설치 환경
OS - Ubuntu 20.04.4 LTS
GPU - NVIDIA GeForce RTX 3080
python 3.8.10
tensorflow와 CUDA, cuDNN 호환 버전 확인
https://www.tensorflow.org/install/source#gpu
→ CUDA 11.2, cuDNN 8.1 설치
1. 그래픽 카드 드라이버 설치
# 설치 가능 드라이버 목록 확인
$ ubuntu-drivers devices
== /sys/devices/pci0000:00/0000:00:01.0/0000:01:00.0 ==
modalias : pci:v000010DEd00002206sv000010DEsd00001455bc03sc00i00
vendor : NVIDIA Corporation
driver : nvidia-driver-515 - distro non-free recommended
driver : nvidia-driver-470 - distro non-free
driver : nvidia-driver-510-server - distro non-free
driver : nvidia-driver-510 - distro non-free
driver : nvidia-driver-470-server - distro non-free
driver : nvidia-driver-515-server - distro non-free
driver : xserver-xorg-video-nouveau - distro free builtin
# recommended 드라이버 자동 설치
$ sudo ubuntu-drivers autoinstall
# or 원하는 드라이버 설치하고 싶다면 ex) nvidia-driver-515
$ sudo apt install nvidia-driver-515
드라이버 설치 후 재부팅
Software & Updates → Additional Drivers에서 nvidia-driver가 체크 되어있는지 확인
드라이버 버전 확인
# 드라이버 버전 확인, 가장 위에 Driver Version
$ nvidia-smi
+-----------------------------------------------------------------------------+
| NVIDIA-SMI 515.65.01 Driver Version: 515.65.01 CUDA Version: 11.7 |
|-------------------------------+----------------------+----------------------+
| GPU Name Persistence-M| Bus-Id Disp.A | Volatile Uncorr.
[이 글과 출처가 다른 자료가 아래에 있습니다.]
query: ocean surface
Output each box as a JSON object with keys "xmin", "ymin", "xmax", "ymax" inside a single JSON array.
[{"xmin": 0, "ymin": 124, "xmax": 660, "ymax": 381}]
ECC |
| Fan Temp Perf Pwr:Usage/Cap| Memory-Usage | GPU-Util Compute M. |
| | | MIG M. |
|===============================+======================+======================|
| 0 NVIDIA GeForce ... Off | 00000000:01:00.0 On | N/A |
| 0% 43C P8 14W / 340W | 680MiB / 10240MiB | 1% Default |
| | | N/A |
+-------------------------------+----------------------+----------------------+
+-----------------------------------------------------------------------------+
| Processes: |
| GPU GI CI PID Type Process name GPU Memory |
| ID ID Usage |
|=============================================================================|
| 0 N/A N/A 908 G /usr/lib/xorg/Xorg 35MiB |
| 0 N/A N/A 13349 G /usr/lib/xorg/Xorg 128MiB |
| 0 N/A N/A 13482 G /usr/bin/gnome-shell 35MiB |
| 0 N/A N/A 13918 G ...213092074326858835,131072 61MiB |
| 0 N/A N/A 15560 G ...RendererForSitePerProcess 131MiB |
| 0 N/A N/A 16298 G ...RendererForSitePerProcess 269MiB |
+-----------------------------------------------------------------------------+
그래픽 드라이버를 설치하면서 cuda도 같이 설치되니 삭제
# cuda 삭제
$ rm -rf /usr/local/cuda*
# PATH 설정
$ sudo vi /etc/profile
> export PATH=$PATH:/usr/local/cuda-11.0/bin
> export LD_LIBRARY_PATH=$LD_LIBRARY_PATH:/usr/local/cuda-11.0/lib64
> export CUDADIR=/usr/local/cuda-11.0
2. CUDA 설치
설치
CUDA Toolkit 11.2를 설치
자신에게 맞는 환경 선택 후 아래에 뜨는 명령어 실행
$ wget https://developer.download.nvidia.com/compute/cuda/11.2.0/local_installers/cuda_11.2.0_460.27.04_linux.run
$ sudo sh cuda_11.2.0_460.27.04_linux.run
이후 뜨는 창에서 Continue 선택
- CUDA 설치 중 오류
# 오류 발생
> Failed to verify gcc version. See log at /var/log/cuda-installer.log for details.
→ gcc가 설치 안돼있으면 뜨는 오류
# gcc 설치
sudo apt-get install gcc
설치 후 다시 실행
Continue 선택 → accept 입력 후
드라이버는 이미 설치되어 있으므로 드라이버만 선택 해제 후 Install
환경변수 설정
# 환경 변수 설정
$ sudo sh -c "echo 'export PATH=$PATH:/usr/local/cuda-11.2/bin' >> /etc/profile"
$ sudo sh -c "echo 'export LD_LIBRARY_PATH=$LD_LIBRARY_PATH:/usr/local/cuda-11.2/lib64' >> /etc/profile"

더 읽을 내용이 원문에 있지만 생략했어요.